How, for heaven’s sake, did I find myself fighting over sleeping space with our dog, folded like a magician’s assistant inside a slice box, in a 5-foot toddler bed at 2am?As we go through the “coming to daddies bed” phase every night, I struggle endlessly for my basic human right to sleep… somewhere for the night. As we go through the “coming to daddies bed” phase every night, I struggle endlessly for my basic human right to sleep… somewhere for the night.

I remember that when the twins were about 3-months old my late aunt’s (I miss you Rachel!) friend came to visit us from Israel and warned me about letting the kids into our bed. “If you let them in once,” she scared me, “it’ll quickly become a nightly habit that you won’t be able to end.”

A few months later I came across a column by Einat Natan, Israeli parenting advisor/guru. She wrote about children’s habits of coming to parents’ beds in the middle of the night. In her opinion, it’s just a phase.  I couldn’t find the exact column to quote from it, but what she said there resonated with me. The idea is that back in the day families slept together in the same room. You can see that baby animals sleep close-to-touch with their parents. Somehow, through evolution, we came to expect (or maybe just desire) that if we put our little chicks in a separate room and left, they’d feel safe and just sleep through night right where they are. That just doesn’t make any sense.

It started when Adam was a little over a year old; he figured out how to climb out of his crib and he ran over to join us in our bed. At the beginning it was easy, and happened once a night, every other night. But when they turned two we got them toddler beds which made it a lot easier for both of them to pop out of bed and feel free to travel around the house at nighttime.

Here’s how a really crazy traffic night looks for me now: I start in our bed with my dear, snoring husband. Adam is usually the first one to come. He joins us and our dog Koobeh in bed and most likely ends up kicking me out.

I move to the living room couch, followed by Koobeh, and then, soon enough, I’m joined by Ben, who will come over, maybe want me to serve him a drink or a toy, and once he falls back to sleep, stretches out on the couch and swings around like a damned grandfather clock. I give up and move to one of their 65-inch-long toddler beds with nice Ikea wooden barriers (for extra comfort).
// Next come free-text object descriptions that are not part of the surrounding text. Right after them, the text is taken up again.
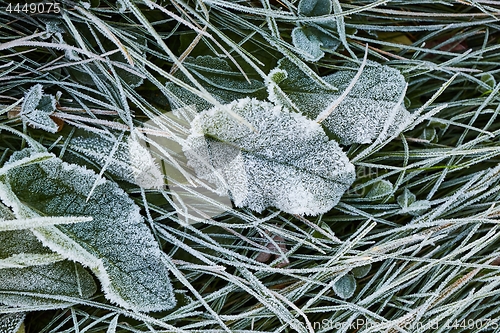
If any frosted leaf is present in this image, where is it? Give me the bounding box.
[0,229,96,308]
[365,180,393,200]
[397,189,430,216]
[70,135,133,181]
[0,313,25,333]
[351,264,371,278]
[184,97,355,216]
[298,0,332,16]
[0,262,97,308]
[267,59,413,144]
[69,133,164,189]
[20,85,58,133]
[332,274,356,299]
[405,200,431,216]
[397,188,416,208]
[165,56,266,111]
[292,27,323,62]
[1,149,175,311]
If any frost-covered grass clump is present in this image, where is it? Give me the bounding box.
[1,0,500,332]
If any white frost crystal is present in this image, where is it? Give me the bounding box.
[184,98,355,216]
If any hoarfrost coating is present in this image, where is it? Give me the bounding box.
[185,98,355,216]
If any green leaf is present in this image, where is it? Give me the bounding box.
[165,56,266,111]
[267,59,412,144]
[298,0,332,16]
[0,313,25,333]
[185,97,355,216]
[0,149,176,311]
[0,262,97,308]
[406,200,431,216]
[19,85,58,133]
[351,264,371,278]
[0,229,96,308]
[365,180,393,200]
[397,189,430,216]
[397,188,416,208]
[69,133,164,189]
[332,274,356,299]
[479,73,496,93]
[291,26,340,62]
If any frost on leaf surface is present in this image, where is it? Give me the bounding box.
[1,149,175,311]
[184,98,355,216]
[292,26,339,62]
[165,56,266,111]
[20,84,58,133]
[267,59,412,145]
[0,312,25,333]
[70,133,164,189]
[0,225,96,308]
[298,0,332,16]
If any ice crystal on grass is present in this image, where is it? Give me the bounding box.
[19,85,58,133]
[268,59,412,144]
[0,149,175,311]
[0,312,25,333]
[185,98,355,216]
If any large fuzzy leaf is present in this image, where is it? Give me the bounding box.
[184,97,355,216]
[165,56,266,111]
[0,150,175,312]
[267,59,412,145]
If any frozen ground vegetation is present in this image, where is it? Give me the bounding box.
[1,0,500,332]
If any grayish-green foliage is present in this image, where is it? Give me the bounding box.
[298,0,332,16]
[0,149,175,312]
[185,97,355,215]
[166,56,266,111]
[0,312,25,333]
[332,274,356,299]
[19,85,58,133]
[293,0,339,61]
[0,225,96,308]
[268,59,412,144]
[70,133,164,189]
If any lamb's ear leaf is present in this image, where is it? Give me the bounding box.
[0,149,176,312]
[0,312,25,333]
[19,85,58,133]
[165,55,266,111]
[267,59,413,144]
[185,98,355,216]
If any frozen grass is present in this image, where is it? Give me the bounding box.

Here’s the thing: I truly believe that it’s a phase. I don’t recall hearing stories of 13-year-olds who come to sleep in their parents’ beds. They actually want the opposite. I’m not suggesting that it will last for another decade—in fact, I have no idea how long will it last, but I do understand the sense of security that my presence brings them. And as they grow up rapidly and things keep changing around them (potty training, for example), there’s one thing that is stable: Abba and Daddy’s availability for them. And for the sake of my kids’ security, yes—I will teach myself to fold like a magician’s assistant waiting for her cue to pop out of the tiny box with a smile and hands spread out to the sides. Ta-Dah!

I recently found an alternative solution to the musical beds. I placed a folded single bed in their room and when they go to sleep (at 8:00pm sharp! But that’s for another blog post) I tell them that I will be coming to sleep in there later on. Me sleeping in their room gives them the sense of security and and solves most of the night traffic. Adam will sometimes get up and go to our bed out of habit – and because Daddy is snoring there, but mostly, if they remember that I promised them to sleep in the folded bed, they see that I’m there and go back to bed.

By this act I’m hoping to install the basic confidence in me being there for them so that they’ll get used to sleeping in their beds the whole night. I’m not sure this is the right way to go (and that’s what posts and comments are for from you, readers), and it takes me away from sleeping every night with my husband, but it feels right – at least for now.